Names will emerge, and the first legitimate candidate might just be their man. Ron Gardenhire was fired by the Minnesota Twins on Monday after a 13 year tenure. Gardenhire led the Twins to six A.L. Central crowns before a pattern of losing formed in Minnesota due to star player’s injuries and losing remaining stars to free agency.
Change of Scenery
Gardenhire was the longest tenured manager in MLB next to Angels manager Mike Scioscia, and has averaged 66 wins since his last A.L. Central title. Gardenhire has had to deal with a lot in Minnesota.
Let’s start with personnel. Over the last seven seasons, he’s lost Johan Santana, Francisco Liriano, and Justin Morneau. He’s also only had his best player, Joe Mauer, for an average 115 games since 2010.
His last four top hitters not named Mauer or Morneau have been Danny Santana, Brian Dozier, Ben Revere, and Michael Cuddyer. Let that sink in. I’m sure the firing came as a sigh of relief for Gardenhire.

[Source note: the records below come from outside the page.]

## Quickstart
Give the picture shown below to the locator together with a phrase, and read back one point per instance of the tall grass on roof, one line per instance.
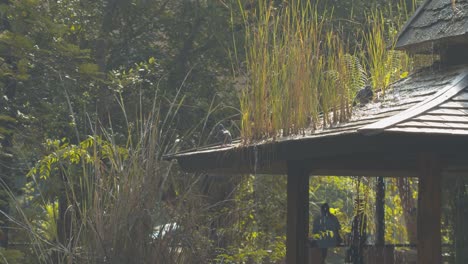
(284, 65)
(385, 64)
(297, 72)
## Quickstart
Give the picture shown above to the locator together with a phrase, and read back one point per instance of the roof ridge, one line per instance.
(457, 85)
(409, 22)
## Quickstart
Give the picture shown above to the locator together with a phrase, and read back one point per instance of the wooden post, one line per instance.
(298, 214)
(429, 210)
(380, 212)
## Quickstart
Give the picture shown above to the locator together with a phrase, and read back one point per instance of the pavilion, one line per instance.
(418, 129)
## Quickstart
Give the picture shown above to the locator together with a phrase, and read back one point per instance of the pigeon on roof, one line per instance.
(223, 135)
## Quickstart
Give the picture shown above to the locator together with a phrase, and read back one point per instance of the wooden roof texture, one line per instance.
(423, 108)
(433, 24)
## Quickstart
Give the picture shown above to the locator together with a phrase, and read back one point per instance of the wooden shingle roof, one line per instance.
(434, 24)
(427, 104)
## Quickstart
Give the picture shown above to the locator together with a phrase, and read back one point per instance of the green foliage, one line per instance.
(11, 256)
(301, 72)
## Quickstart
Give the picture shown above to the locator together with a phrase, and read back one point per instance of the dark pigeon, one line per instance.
(364, 95)
(223, 135)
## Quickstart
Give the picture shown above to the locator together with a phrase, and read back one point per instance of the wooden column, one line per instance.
(380, 212)
(429, 210)
(298, 213)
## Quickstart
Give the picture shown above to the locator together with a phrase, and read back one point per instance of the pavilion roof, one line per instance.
(434, 24)
(428, 102)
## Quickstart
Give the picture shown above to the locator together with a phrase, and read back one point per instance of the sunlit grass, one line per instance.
(302, 74)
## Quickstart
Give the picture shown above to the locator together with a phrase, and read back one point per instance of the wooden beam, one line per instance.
(298, 213)
(429, 210)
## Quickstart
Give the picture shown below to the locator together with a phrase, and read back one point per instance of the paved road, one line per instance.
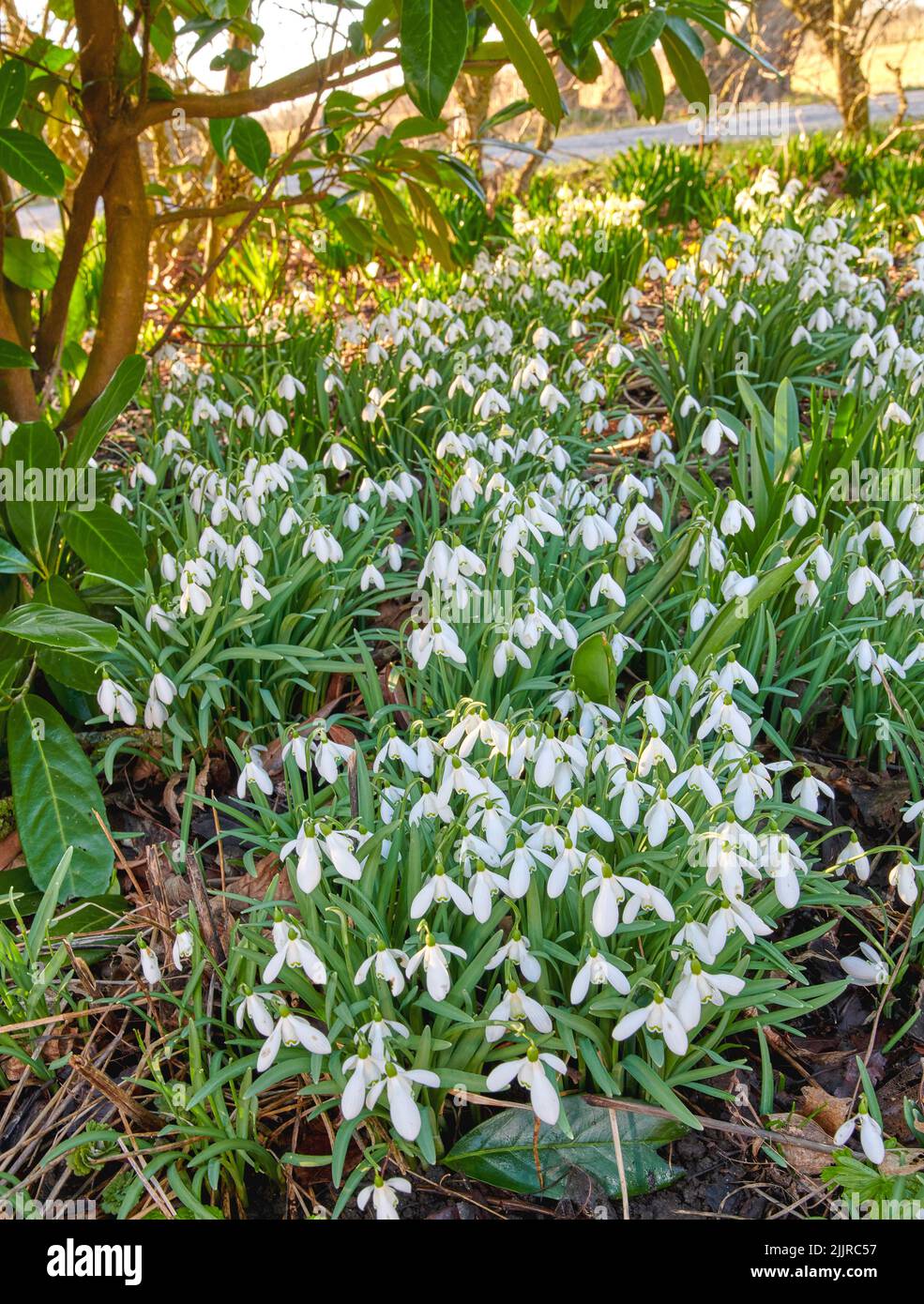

A change of scenery could benefit both the Twins and their now former manager. Gardenhire was named Manager of the Year as recently as 2010. He won six A.L. Central Championships with an average payroll of 20th in baseball. If the Ricketts can even increase the Cubs’ payroll to the top 10 again, that will give Gardenhire more than enough to work with.
Gardenhire: Baseball Lifer and Player’s Coach
Gardenhire has spent the past 27 years of his career in the Minnesota Twins organization in one form or another. He played for five seasons with the Mets. He was a minor league manager for three seasons, first base coach for 11 seasons, and the manager of the Twins for the previous 13 seasons.
So we have been there, and it’s not all these guys that were on that team either, but we have been there, and it can be done, and that’s what you have to explain to these guys. That’s what we talked about. We have been there before. It can be done. You have to go out and win one game today, and then you worry about the next one.
The Cubs need a proven leader, and Gardenhire is exactly that. He knows about coaching young players. In the five seasons he had managing Minnesota to 90-win seasons, the average opening day roster age was 28.08 years old. The Chicago Cubs average age in March of 2014 was 27.4
Gardenhire may be just the first in a long line of legitimate candidates. Rick Renteria may get another year at Wrigley Field. But as the old saying goes, always go with your first instinct.